Littérature jeunesse : Fuir la réalité dans la DreM
Par Simon Cordeau
Dans le roman jeunesse Le Maître de l’eau de Stéphane Achille, les personnages fuient la réalité, trop difficile et complexe, dans une réalité virtuelle immersive, la DreM. « Ils ont besoin d’avoir un exutoire de la réalité, comme on en a tous un peu besoin. Le problème pour eux, c’est que l’écart entre leur réalité et leur exutoire est tellement marqué, l’attrait de la DreM est tellement fort, que la réalité ne goûte plus rien. Ils n’arrivent plus à apprécier le réel. »

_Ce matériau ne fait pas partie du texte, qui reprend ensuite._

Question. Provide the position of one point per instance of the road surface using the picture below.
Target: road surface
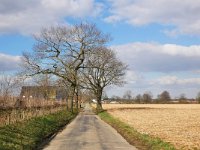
(88, 132)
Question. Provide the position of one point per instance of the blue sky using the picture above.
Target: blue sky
(159, 40)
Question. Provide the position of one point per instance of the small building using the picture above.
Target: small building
(43, 92)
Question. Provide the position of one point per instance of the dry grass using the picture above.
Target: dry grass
(178, 124)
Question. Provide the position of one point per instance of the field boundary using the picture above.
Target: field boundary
(32, 133)
(139, 140)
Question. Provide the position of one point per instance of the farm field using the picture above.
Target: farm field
(178, 124)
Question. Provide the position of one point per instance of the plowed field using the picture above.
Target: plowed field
(178, 124)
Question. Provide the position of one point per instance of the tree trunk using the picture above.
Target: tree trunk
(99, 96)
(72, 98)
(76, 98)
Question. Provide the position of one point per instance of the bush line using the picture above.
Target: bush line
(31, 133)
(139, 140)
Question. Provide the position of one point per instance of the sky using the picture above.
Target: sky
(159, 40)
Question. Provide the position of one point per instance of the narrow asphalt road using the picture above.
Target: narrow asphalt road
(88, 132)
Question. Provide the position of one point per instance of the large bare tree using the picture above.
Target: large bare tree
(103, 68)
(61, 51)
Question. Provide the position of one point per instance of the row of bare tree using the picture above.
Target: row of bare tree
(78, 59)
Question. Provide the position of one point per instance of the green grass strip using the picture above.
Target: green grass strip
(29, 134)
(139, 140)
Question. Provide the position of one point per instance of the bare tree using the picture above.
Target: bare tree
(9, 86)
(60, 51)
(103, 68)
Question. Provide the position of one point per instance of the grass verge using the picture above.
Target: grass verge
(29, 134)
(141, 141)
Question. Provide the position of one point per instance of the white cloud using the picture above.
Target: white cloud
(174, 80)
(27, 17)
(9, 63)
(154, 57)
(183, 15)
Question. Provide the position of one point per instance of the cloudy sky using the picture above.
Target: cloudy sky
(159, 40)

Dans ce monde dystopique, la pénurie d’eau rend la réalité encore plus insupportable, ajoute M. Achille. « C’est de la survie, dans le fond. » À l’inverse, la DreM offre un « monde parfait » où chacun est au centre de l’histoire. Mais le personnage principal, Mrek, réalise lentement qu’il s’agit d’une illusion. « Au départ, il croit qu’il y a un élément de réalité. Mais l’élément déclencheur, c’est quand il réalise que ce n’est pas dans le monde virtuel qu’il faut qu’il se réalise », explique l’auteur originaire de Saint-Jérôme.
L’attrait du virtuel
L’auteur confie qu’il n’est pas lui-même adepte de jeux vidéos. « Mais j’ai des amis qui le sont et on a des discussions là-dessus. Dans une certaine mesure, ce sont des choix prédéterminés. C’est toujours entre A et B. Quelqu’un pourrait faire la carte du jeu. Je voulais démontrer à quel point ça peut être répétitif. » M. Achille, quant à lui, préfère les séries télé, qu’il « mange presque maladivement », confie-t-il. « On a tous besoin d’un exutoire. »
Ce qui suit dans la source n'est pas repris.